Seculares paredes de piedra, sublimes vitrales de colores, ojivas grandiosas y columnas gastadas por los vientos de la Historia… Las campanas tocan conclamando a los fieles para la Santa Misa. Doña Gabriela y doña Lucilia transponen los umbrales de la puerta de entrada y se dirigen a los primeros asientos, próximos del altar. Están en la Iglesia de Saint-German l’Auxerrois, conocida por haber sido el lugar de donde salió el tocsin (toque de campana) que desencadenó, en 1572, los sucesos de la famosa “Noche de San Bartolomé”.
Poco antes de iniciarse la Misa, atraviesa el arco que une la sacristía con el presbiterio una distinguida dama.
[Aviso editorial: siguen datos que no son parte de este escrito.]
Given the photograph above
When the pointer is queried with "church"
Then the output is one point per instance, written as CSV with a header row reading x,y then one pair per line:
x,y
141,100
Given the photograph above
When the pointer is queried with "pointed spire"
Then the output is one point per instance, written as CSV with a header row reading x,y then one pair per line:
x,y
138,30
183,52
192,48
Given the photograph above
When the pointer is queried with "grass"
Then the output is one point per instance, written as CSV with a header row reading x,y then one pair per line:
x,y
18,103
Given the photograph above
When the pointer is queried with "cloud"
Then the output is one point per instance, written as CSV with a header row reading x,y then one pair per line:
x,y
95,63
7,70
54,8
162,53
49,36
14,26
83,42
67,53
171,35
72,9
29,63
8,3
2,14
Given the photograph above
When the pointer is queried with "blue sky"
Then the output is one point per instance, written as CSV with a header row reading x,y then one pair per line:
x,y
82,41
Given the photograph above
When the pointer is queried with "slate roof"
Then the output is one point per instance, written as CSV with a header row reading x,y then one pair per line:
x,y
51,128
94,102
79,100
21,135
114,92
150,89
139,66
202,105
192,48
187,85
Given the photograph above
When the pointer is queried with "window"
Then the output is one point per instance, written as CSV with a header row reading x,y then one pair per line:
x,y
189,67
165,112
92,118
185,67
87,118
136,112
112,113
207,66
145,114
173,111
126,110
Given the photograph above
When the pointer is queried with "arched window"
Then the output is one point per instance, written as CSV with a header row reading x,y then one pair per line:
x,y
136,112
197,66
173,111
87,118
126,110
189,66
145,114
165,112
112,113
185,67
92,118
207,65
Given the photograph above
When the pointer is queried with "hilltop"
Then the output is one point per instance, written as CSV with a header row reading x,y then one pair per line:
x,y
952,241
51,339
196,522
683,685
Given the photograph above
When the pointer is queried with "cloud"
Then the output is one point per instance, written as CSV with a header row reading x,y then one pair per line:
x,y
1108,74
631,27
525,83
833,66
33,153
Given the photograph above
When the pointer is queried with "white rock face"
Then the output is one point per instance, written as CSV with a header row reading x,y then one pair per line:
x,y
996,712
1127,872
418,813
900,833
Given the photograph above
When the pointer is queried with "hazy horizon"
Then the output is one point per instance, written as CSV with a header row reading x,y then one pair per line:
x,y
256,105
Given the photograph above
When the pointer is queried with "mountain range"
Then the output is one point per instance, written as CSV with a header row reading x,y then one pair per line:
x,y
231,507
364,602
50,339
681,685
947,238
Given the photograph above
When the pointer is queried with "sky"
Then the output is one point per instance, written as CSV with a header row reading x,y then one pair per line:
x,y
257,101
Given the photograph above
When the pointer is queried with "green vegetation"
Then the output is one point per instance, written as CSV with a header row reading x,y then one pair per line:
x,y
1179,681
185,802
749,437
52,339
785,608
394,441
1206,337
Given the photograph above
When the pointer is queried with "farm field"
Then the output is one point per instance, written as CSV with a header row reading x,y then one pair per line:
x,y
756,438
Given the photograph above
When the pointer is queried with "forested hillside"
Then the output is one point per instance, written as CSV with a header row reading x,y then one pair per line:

Durante el Santo Sacrificio, su mirada se posa diversas veces sobre doña Gabriela. Ésta, a quien tal actitud no pasó desapercibida, en determinado momento interrumpe las oraciones de su hija para susurrarle que se trata de la Princesa Isabel.
— Sí, ya la he reconocido mamá, realmente es la Princesa Isabel.
Finalizada la Santa Misa, ambas ven que se aproxima una noble señora y se presenta como la Baronesa de Muritiba, dama de honor de la Princesa. Viene a comunicarles que la Princesa se había dado cuenta de que pertenecían a la aristocracia brasileña y les manda decir que tendría mucho placer en conocerlas.
Doña Lucilia y su madre se dirigen a la sacristía a fin de saludar a la Princesa, y durante la conversación son invitadas por ésta a tomar el té junto con toda la familia en su residencia.

Princesa Isabel

Princesa Isabel

Llegado el día, toda la familia, inclusive los niños, se dirigió a Boulogne-sur-Seine.
Fueron recibidos por la dama de honor de la Princesa y conducidos a un salón donde, poco después, entraría la imperial anfitriona. La familia formó un semicírculo alrededor de la Princesa, mientras ésta iba saludando atentamente uno por uno; todos retribuían sus saludos de modo respetuoso. Siguió el té, en un ambiente de afabilidad y elevación, sellándose a partir de ese momento una larga amistad entre la Princesa y doña Gabriela, así como entre las respectivas familias.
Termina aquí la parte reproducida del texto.